Advantageously, the maceration time is between 30 minutes and 1.5 hours and even more preferably the maceration time is 1 hour.

At the end of step b) the pH is checked and must be between 4.0 and 7.0.

In step c), the mixture obtained in b) is purified to eliminate the solid vegetable matter and recover the liquid part.

This purification step can be carried out by any method known to a person skilled in the art, but preferably the purification is carried out by centrifugation and in particular by centrifugation at 4000 g for 10 min.

In step d), the extract obtained in the previous step is clarified by at least six sequential filtration steps using filters with decreasing porosities ranging from 30 to 0.2 μm.

In step e), sterilising filtration is carried out on a sterile 0.22 μm porosity filter. The pH is measured but not adjusted, and should be between 4.5 and 6.5.

Crocus sativus Flower Extract

The extract obtained by the process described above is analysed and has the following characteristics, it has an amber to dark amber colour, the extract has a slightly viscous consistency and a slightly opalescent to opalescent appearance.
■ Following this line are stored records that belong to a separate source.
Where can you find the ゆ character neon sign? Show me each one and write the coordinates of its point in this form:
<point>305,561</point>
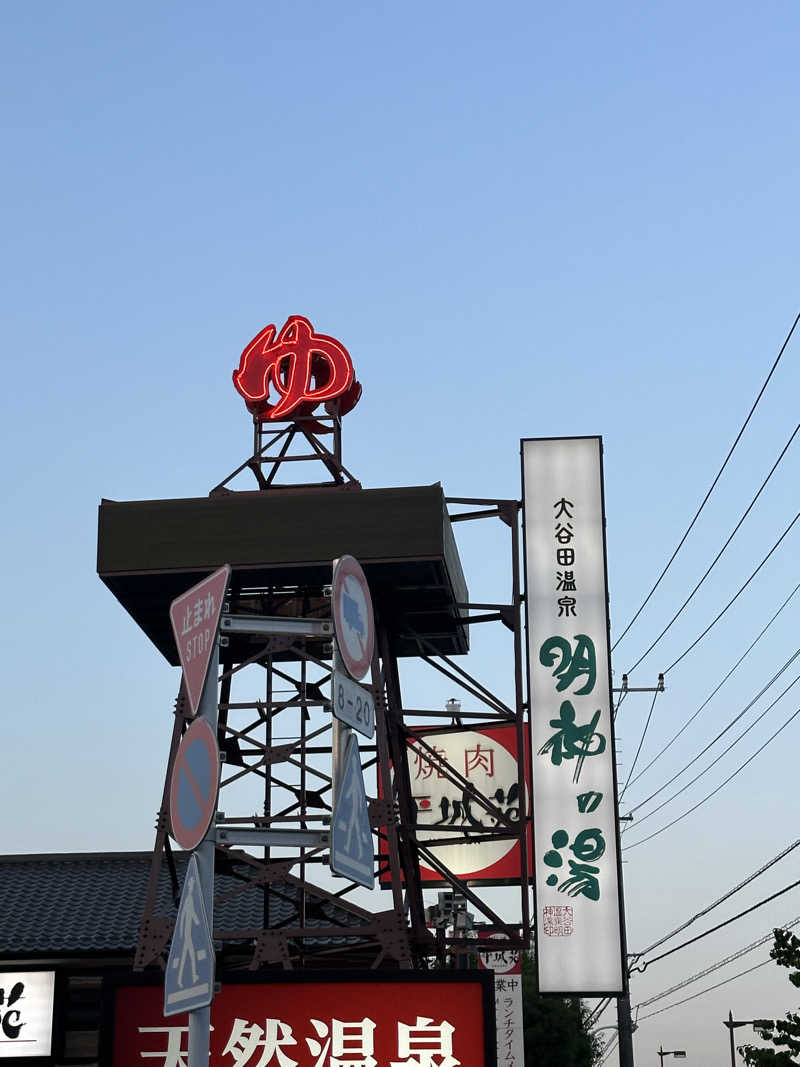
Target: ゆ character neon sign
<point>303,367</point>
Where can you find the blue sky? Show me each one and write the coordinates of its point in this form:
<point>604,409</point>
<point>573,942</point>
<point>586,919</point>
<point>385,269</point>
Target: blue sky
<point>523,222</point>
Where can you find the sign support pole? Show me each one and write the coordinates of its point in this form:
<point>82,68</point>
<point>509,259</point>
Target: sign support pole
<point>200,1020</point>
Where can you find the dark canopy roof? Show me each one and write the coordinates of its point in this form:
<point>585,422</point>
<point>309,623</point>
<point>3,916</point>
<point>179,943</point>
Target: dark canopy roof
<point>86,903</point>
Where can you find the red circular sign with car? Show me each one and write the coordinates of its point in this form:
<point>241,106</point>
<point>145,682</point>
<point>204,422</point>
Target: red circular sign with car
<point>352,611</point>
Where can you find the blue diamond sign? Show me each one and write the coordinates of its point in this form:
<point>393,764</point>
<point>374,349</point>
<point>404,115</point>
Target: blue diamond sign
<point>352,851</point>
<point>189,982</point>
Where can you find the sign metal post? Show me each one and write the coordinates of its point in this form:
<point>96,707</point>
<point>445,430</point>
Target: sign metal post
<point>195,619</point>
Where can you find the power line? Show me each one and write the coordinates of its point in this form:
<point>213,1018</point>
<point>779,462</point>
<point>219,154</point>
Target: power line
<point>721,785</point>
<point>684,944</point>
<point>597,1010</point>
<point>721,900</point>
<point>719,736</point>
<point>708,989</point>
<point>733,600</point>
<point>719,554</point>
<point>714,693</point>
<point>714,484</point>
<point>641,742</point>
<point>715,967</point>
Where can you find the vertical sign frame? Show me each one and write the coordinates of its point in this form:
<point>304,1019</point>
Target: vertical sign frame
<point>577,885</point>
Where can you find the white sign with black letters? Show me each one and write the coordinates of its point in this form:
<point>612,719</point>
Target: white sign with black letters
<point>26,1013</point>
<point>575,825</point>
<point>352,703</point>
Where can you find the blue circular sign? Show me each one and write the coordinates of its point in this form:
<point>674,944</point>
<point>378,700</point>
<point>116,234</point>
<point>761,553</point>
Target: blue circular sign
<point>195,780</point>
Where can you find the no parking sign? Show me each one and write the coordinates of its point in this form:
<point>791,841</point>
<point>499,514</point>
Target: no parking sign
<point>195,780</point>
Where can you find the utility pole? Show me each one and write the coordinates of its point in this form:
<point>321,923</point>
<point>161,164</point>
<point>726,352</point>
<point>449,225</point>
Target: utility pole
<point>758,1023</point>
<point>624,1020</point>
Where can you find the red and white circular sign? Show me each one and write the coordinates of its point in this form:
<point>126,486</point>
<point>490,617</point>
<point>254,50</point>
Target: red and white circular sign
<point>352,611</point>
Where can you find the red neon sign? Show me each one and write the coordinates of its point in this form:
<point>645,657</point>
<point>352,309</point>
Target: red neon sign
<point>303,367</point>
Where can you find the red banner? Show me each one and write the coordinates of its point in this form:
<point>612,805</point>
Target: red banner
<point>317,1023</point>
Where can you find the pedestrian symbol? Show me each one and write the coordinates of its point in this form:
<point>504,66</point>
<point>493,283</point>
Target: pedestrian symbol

The density is 1.01 to 1.04 g/cm³, the pH is between 4.5 and 6.5. This extract contains from 9 to 13 g/Kg of dry matter, and includes from 5.5 to 8.5 g/kg of total sugars, from 2.5 to 5.5 g/kg of proteins, from 0.35 to 0.55 g/Kg of amino acids, from 0.6 to 1.2 g/kg of organic acids, 0.4 to 1.2 g/kg of total phenolic compounds, including 150 to 450 mg/kg of kaempferol sophoroside, 5 to 30 mg/kg of kaempferol glucoside and 10 to 40 mg/kg of quercetin diglucoside.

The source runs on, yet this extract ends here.